Сотрудники компании «Сибтермо» из Красноярска создали технологию и оборудование для переработки самых дешевых марок угля в ценный кокс и горючий газ. Однако в жизнь эти разработки успешней воплощаются не в Сибири, а далеко за ее пределами…


Сергей Исламов: «Уголь нельзя сжигать по старинке»

Сибтермо» — небольшая компания, сейчас в ней работают немногим более двух десятков человек. Костяк — несколько ключевых специалистов, разработчики технологий и носители идей, занимаются угольной тематикой с начала 1980−х годов.

«В 1992 году мы всем коллективом лаборатории ушли из института «КАТЭКНИИуголь» в «свободное плавание», — рассказывает генеральный директор компании Сергей Исламов. — С тех пор многое пришлось пережить. Во второй половине 1990−х мы практически свернули эти разработки, занимались торговлей и производством: от розлива газировки до выпуска пельменей. После 2000 года вернулись к углю».
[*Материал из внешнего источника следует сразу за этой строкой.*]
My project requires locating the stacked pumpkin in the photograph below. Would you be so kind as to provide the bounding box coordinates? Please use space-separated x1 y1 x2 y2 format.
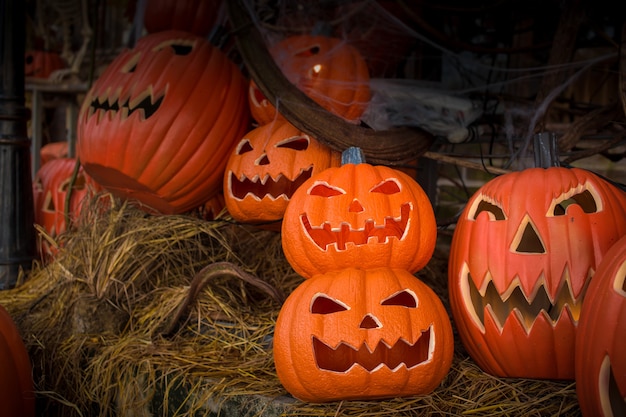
223 34 371 227
447 166 626 385
274 147 454 402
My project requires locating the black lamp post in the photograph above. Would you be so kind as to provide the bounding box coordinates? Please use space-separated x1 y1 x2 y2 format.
0 0 36 289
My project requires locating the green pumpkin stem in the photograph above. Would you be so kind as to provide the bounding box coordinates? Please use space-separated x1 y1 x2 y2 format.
341 147 366 165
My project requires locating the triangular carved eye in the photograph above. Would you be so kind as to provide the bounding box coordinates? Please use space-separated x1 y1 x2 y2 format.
309 182 345 197
381 290 417 308
549 189 599 216
276 136 309 151
122 53 140 73
154 39 195 55
370 179 400 194
236 139 253 155
469 198 506 221
295 45 320 58
311 294 349 314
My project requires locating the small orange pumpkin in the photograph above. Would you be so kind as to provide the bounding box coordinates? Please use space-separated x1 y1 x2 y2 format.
40 141 69 166
33 157 99 241
224 120 340 226
281 147 436 278
24 50 66 79
0 305 35 417
448 167 626 379
576 234 626 416
273 267 454 402
249 35 371 125
77 30 249 214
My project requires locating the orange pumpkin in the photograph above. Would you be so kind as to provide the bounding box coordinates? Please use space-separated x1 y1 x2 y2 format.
281 147 436 279
576 234 626 416
40 141 69 166
249 35 371 125
24 50 66 79
0 305 35 417
448 167 626 379
77 30 250 214
33 157 99 240
274 267 454 402
224 120 340 226
143 0 223 37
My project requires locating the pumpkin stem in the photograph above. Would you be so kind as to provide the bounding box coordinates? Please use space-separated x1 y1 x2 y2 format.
342 147 366 165
533 132 560 168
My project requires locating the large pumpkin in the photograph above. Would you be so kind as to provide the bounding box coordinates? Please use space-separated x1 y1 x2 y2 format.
77 30 249 214
274 267 453 402
249 35 371 125
0 305 35 417
224 120 340 226
143 0 223 37
448 167 626 379
576 234 626 416
282 148 436 279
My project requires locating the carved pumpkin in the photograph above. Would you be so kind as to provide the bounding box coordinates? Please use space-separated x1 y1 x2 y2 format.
0 305 35 417
274 267 454 402
33 157 99 239
248 80 284 125
249 35 371 125
576 234 626 416
448 167 626 379
282 147 436 279
77 30 249 214
24 50 66 79
143 0 223 37
224 120 340 226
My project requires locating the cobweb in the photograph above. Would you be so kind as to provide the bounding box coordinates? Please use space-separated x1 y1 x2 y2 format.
221 0 621 171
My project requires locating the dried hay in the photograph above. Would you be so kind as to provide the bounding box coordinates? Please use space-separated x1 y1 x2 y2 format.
0 194 581 416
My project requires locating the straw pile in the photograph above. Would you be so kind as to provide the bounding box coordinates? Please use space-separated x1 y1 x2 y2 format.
0 193 581 416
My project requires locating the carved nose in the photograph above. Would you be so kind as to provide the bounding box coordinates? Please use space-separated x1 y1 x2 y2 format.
359 314 381 329
513 218 545 254
257 154 269 165
349 199 364 213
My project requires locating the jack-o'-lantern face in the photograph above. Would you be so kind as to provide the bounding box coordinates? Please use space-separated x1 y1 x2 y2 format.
224 120 340 226
576 235 626 417
448 167 626 379
273 267 454 402
282 156 436 278
77 30 249 214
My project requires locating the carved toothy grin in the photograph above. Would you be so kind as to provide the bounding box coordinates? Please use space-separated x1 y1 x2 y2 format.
229 167 313 200
313 326 433 372
301 203 410 250
87 87 164 122
461 265 591 333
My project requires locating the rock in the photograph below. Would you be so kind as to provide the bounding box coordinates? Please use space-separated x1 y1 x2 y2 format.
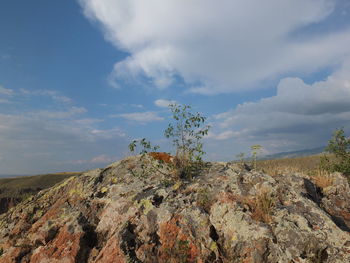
0 155 349 262
0 197 21 215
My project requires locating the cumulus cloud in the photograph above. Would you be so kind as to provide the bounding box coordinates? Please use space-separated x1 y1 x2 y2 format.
154 99 176 108
113 111 164 122
79 0 350 93
209 59 350 154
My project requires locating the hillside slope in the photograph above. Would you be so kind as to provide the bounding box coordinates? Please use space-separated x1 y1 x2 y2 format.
0 172 81 215
0 155 349 262
261 147 325 160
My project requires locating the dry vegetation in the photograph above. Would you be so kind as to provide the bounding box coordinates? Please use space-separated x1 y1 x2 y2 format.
257 155 326 176
257 154 338 190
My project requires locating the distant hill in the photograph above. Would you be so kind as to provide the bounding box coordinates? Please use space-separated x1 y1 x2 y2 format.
0 172 81 214
261 146 325 160
0 174 28 178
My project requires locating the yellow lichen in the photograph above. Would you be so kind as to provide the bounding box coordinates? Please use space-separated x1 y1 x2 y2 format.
210 241 218 252
101 187 108 193
68 184 85 198
172 181 182 191
231 234 237 241
111 178 118 184
137 199 154 215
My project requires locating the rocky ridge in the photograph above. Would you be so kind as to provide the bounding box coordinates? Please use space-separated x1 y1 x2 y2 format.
0 154 349 262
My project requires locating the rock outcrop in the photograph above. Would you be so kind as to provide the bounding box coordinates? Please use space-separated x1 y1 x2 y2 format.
0 197 21 215
0 155 349 262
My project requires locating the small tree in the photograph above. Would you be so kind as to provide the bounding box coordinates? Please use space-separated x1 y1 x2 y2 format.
251 145 263 169
128 104 210 180
164 104 210 178
320 128 350 180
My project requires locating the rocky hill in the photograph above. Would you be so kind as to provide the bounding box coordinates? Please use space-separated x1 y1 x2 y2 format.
0 172 81 215
0 154 349 263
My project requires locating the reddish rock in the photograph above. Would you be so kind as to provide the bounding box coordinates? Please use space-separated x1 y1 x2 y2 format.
92 237 126 263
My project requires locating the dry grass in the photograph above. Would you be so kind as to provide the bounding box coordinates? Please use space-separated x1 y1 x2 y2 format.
257 155 336 189
257 155 324 176
312 170 334 189
230 189 277 224
250 188 276 223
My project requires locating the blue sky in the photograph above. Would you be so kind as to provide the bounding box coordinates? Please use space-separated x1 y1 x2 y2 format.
1 0 350 175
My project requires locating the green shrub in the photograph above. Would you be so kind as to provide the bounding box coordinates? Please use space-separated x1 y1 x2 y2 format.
165 104 210 179
128 138 165 178
129 104 210 180
320 128 350 181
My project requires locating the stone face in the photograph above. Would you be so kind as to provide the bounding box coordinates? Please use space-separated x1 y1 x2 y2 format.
0 155 350 262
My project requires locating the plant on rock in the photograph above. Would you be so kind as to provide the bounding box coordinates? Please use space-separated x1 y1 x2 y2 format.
128 103 210 180
165 103 210 179
128 138 163 178
128 138 160 154
250 145 263 169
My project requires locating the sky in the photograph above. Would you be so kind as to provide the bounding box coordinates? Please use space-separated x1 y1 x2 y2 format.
1 0 350 175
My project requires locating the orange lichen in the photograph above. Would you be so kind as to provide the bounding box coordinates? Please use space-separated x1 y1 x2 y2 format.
158 216 200 263
149 152 174 164
92 237 126 263
30 225 81 263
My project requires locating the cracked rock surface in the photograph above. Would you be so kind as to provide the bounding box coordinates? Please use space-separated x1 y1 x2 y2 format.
0 155 349 263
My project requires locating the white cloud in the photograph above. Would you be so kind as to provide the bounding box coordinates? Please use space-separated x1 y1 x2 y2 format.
206 130 243 140
0 86 14 96
154 99 176 108
91 154 115 163
19 89 73 104
90 127 126 139
79 0 350 94
71 154 116 165
209 59 350 153
0 98 11 104
0 111 128 174
130 104 144 108
113 111 164 122
0 88 128 174
30 107 87 119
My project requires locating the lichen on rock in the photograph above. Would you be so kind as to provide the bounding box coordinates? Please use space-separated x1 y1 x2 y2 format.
0 155 349 262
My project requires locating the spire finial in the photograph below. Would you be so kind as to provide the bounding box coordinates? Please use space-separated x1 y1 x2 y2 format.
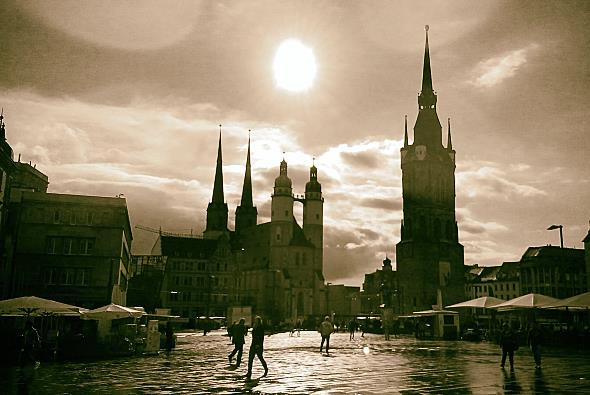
403 115 409 147
211 126 225 204
447 117 453 150
425 24 429 32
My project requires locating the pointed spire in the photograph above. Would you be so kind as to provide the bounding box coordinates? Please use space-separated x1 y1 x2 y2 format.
447 117 453 150
211 125 225 204
418 25 437 110
422 25 433 94
240 131 253 207
0 108 5 140
403 115 408 147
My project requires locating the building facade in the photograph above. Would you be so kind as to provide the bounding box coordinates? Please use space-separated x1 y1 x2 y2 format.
395 27 465 314
0 113 16 297
464 262 520 301
137 133 326 321
7 192 133 308
360 256 399 315
519 246 586 298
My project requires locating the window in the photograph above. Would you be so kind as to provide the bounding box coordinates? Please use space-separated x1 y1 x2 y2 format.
63 239 73 255
75 269 87 286
54 210 60 223
87 211 94 225
46 237 58 254
285 210 288 217
316 214 319 220
80 239 94 255
46 268 57 285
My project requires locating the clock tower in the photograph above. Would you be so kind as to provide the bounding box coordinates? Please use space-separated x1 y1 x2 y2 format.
396 26 464 314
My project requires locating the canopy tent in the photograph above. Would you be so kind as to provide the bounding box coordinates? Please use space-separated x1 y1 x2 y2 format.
82 303 144 320
412 309 458 315
0 296 86 316
545 292 590 309
491 293 560 310
446 296 505 309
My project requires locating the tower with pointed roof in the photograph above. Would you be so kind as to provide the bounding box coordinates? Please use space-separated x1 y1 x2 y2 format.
270 158 294 250
235 134 257 235
303 161 324 270
396 26 464 314
204 127 229 239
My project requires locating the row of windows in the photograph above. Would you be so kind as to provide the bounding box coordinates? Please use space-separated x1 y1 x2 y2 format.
170 261 228 272
44 267 90 286
471 283 517 293
46 237 95 255
25 207 123 226
172 276 230 288
168 292 230 303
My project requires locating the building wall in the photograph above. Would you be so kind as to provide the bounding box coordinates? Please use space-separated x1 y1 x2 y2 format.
519 246 586 298
8 192 132 308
Сейчас все, что можно, в компании отдано на аутсорсинг. По мере необходимости со стороны привлекаются проектные и монтажные организации, потому что создать и содержать свои аналогичные подразделения сложно и нерентабельно. Проще нанять профессионалов, которые давно работают в этой области. В компании остались только функции НИОКР (научно-исследовательские и опытно-конструкторские разработки) — полный цикл от идеи до промышленной технологии и соответствующего оборудования. А далее традиционная цепочка — поиск заказчика, генеральный подряд на проектно-строительные и монтажные работы вплоть до обучения персонала.

Ассигнации для печи

Когда-то уголь изменил качество жизни человека. Благодаря углю заработали паровые машины, задымили заводы и фабрики. Это самый доступный и дешевый энергоноситель. Но недостатки угля тоже велики — при сжигании он грязнее, чем мазут или газ, а самый дешевый бурый уголь содержит много влаги, поэтому его сложно и дорого перевозить на большие расстояния. Там, где начиналась промышленная революция — в Великобритании или Германии, месторождения давно истощены. Шахты большей частью заброшены. Западноевропейские страны перевели свою энергетику на природный газ. Сергей Исламов напомнил, что процесс перевода энергетики с угля и нефти на газ когда-то назвали «газовой паузой» — мол, до овладения термоядерной или водородной энергией человечество попользуется «голубым топливом».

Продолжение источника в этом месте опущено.